The NSO also gave students their first detailed look at what the program’s clinical rotations would look like, including the range of locations where they would complete their hands-on training. For Victoria Gonzalez, an incoming student transitioning from a background in psychology and phlebotomy, that information reframed how she was thinking about the road ahead.

“I learned that there’s going to be various locations that we’re going to go to for our clinicals. They can be close or they can be far, but they’re working on getting some amazing places for us to be able to fulfill our requirements,” Gonzalez said. “This is where my beginning starts.”

The People Who Show Up Before You Even Start

Starting a nursing program comes with a long list of unknowns, and Westcliff made it a point to shorten that list before the first class ever meets. Staff were on hand throughout the day to answer questions, address concerns and make sure every student left with a clear picture of what comes next. That kind of direct access to the people behind the program is not something every university prioritizes at orientation, and it showed in how students carried themselves by the end of the morning.

Christopher Calderon, Sr. Student Services Advisor, said the structure of the day was built around making sure students left with more than just a schedule.

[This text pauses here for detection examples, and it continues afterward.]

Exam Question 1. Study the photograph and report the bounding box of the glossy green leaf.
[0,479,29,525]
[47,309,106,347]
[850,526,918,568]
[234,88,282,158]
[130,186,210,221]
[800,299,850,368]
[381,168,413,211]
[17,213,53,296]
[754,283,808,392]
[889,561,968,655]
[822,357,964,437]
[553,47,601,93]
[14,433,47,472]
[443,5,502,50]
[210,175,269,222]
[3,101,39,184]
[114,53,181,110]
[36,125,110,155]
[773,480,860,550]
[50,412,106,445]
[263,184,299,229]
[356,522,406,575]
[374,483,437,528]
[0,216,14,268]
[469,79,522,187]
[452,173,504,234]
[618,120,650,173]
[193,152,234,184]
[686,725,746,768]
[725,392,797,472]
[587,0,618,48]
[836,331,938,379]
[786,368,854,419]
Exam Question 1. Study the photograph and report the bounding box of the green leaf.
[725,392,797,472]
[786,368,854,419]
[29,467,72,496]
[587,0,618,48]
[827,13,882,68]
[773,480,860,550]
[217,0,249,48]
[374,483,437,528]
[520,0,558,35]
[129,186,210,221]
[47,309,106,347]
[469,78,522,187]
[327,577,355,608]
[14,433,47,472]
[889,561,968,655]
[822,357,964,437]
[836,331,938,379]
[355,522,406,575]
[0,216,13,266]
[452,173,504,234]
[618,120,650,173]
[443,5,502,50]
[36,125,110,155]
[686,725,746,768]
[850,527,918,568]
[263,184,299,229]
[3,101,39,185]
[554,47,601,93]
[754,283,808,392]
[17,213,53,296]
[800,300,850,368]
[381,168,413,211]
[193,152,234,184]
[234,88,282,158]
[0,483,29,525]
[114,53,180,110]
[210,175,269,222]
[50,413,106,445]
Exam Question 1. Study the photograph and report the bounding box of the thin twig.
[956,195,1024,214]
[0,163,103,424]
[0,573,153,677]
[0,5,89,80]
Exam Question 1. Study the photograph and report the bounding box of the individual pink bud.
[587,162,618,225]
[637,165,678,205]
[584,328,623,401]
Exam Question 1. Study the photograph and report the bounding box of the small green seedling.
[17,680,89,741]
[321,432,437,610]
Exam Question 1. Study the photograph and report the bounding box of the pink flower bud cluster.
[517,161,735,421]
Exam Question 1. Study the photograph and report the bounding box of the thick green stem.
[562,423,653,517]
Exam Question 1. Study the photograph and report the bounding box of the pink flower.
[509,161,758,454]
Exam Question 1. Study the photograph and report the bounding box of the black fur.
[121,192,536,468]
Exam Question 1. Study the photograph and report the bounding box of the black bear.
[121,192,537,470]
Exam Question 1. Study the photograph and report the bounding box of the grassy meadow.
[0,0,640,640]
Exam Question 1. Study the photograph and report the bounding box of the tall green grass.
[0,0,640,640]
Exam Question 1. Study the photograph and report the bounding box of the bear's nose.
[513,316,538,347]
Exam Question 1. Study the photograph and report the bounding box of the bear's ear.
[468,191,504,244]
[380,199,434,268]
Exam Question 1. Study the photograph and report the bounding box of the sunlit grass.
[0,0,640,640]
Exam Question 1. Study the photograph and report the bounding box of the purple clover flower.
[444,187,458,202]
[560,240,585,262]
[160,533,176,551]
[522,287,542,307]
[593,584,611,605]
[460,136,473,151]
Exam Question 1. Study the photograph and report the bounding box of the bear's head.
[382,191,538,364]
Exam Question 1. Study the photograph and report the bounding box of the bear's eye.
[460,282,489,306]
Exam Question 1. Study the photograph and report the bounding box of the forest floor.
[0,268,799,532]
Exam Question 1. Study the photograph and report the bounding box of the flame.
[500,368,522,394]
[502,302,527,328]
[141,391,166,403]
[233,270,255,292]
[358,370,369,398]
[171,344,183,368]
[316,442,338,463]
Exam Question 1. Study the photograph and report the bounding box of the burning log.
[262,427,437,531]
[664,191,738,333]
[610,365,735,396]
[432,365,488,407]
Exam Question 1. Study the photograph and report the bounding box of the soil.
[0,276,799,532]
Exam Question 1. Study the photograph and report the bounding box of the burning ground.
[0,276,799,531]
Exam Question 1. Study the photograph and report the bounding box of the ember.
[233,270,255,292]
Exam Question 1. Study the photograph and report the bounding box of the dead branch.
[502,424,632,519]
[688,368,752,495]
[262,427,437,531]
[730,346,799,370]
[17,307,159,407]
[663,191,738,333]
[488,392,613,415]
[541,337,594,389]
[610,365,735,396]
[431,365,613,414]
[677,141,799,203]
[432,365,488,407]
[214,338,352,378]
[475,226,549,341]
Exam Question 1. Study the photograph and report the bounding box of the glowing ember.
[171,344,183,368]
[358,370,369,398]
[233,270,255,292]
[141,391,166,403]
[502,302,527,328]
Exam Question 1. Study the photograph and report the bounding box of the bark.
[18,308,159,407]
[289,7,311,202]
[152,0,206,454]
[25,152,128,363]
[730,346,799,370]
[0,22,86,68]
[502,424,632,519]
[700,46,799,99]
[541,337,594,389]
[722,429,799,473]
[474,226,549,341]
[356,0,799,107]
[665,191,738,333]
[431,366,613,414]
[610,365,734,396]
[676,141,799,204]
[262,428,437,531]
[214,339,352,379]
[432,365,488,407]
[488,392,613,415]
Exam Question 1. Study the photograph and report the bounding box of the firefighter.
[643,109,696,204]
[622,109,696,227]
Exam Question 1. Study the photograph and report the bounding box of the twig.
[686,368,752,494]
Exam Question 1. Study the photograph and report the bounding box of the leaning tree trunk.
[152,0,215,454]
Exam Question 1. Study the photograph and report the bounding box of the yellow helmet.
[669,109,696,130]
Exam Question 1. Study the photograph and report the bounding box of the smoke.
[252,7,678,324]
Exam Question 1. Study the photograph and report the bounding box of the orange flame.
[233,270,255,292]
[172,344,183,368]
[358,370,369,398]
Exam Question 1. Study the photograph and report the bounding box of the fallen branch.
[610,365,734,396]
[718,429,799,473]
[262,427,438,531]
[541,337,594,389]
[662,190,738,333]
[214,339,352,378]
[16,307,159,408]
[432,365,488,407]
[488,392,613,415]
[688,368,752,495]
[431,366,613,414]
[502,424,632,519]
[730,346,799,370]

“We’re going to get into information about the library, programming, their accounts, just a bunch of information,” Calderon said. “We got 40 newbies.”

Kendra Moore had toured other schools before arriving at the Corona campus Friday. What she found here shifted her perspective in a way she was not fully expecting going in.

“I’ve actually toured other schools before and I walked in and I was just like, this is a really, really good school. I can just tell,” Moore said. “The vibe in here is really cool.”

That is what the NSO is built to do — give incoming students a foundation sturdy enough to stand on when the hard work begins.

Why They Chose Nursing and Why They Chose Westcliff

The incoming cohort brought with them a range of backgrounds and an equally wide range of reasons for choosing nursing. What they shared was a clear sense of why they were there. Moore, a Rancho Cucamonga resident who spent considerable time researching programs before landing on Westcliff, did not have to look far for her motivation.

“I’ve watched my dad go through a lot of health problems growing up. I just want to help people that are not able to help themselves,” Moore said. “I found Westcliff University and I knew it was the right fit.”

Michael Smith came to the NSO with a specific focus already in mind. After researching programs through the California Board of Nursing and deciding on a psychiatric nursing path, Friday was less of an introduction to nursing and more of a starting gun.

“Nervous. Excited. A long time coming,” Smith said. “I’m ready.”

That sentiment ran through the room. Students who had spent months or years preparing for this program, some coming from healthcare roles like Perez and Gonzalez and others coming from entirely different fields, arrived at the Corona campus Friday morning and found a university that had prepared just as hard to receive them.

A Program Designed to Take You All the Way

The Bachelor of Science in Nursing at Westcliff University’s College of Nursing is a pre-licensure program designed to prepare graduates for the demands of modern health care, with a curriculum that balances rigorous academic coursework with hands-on clinical training across a variety of real-world settings. Students are supported from orientation through graduation by a team of faculty and staff who are invested in their success.

The program is housed at Westcliff’s Corona campus, a modern facility built with the needs of health sciences students in mind. From its simulation labs to its collaborative study spaces, the campus gives nursing students an environment designed to support the kind of focused, intensive learning the profession demands. 

Friday’s NSO was a glimpse of that support in action, and for 40 new students, it was exactly the start they needed.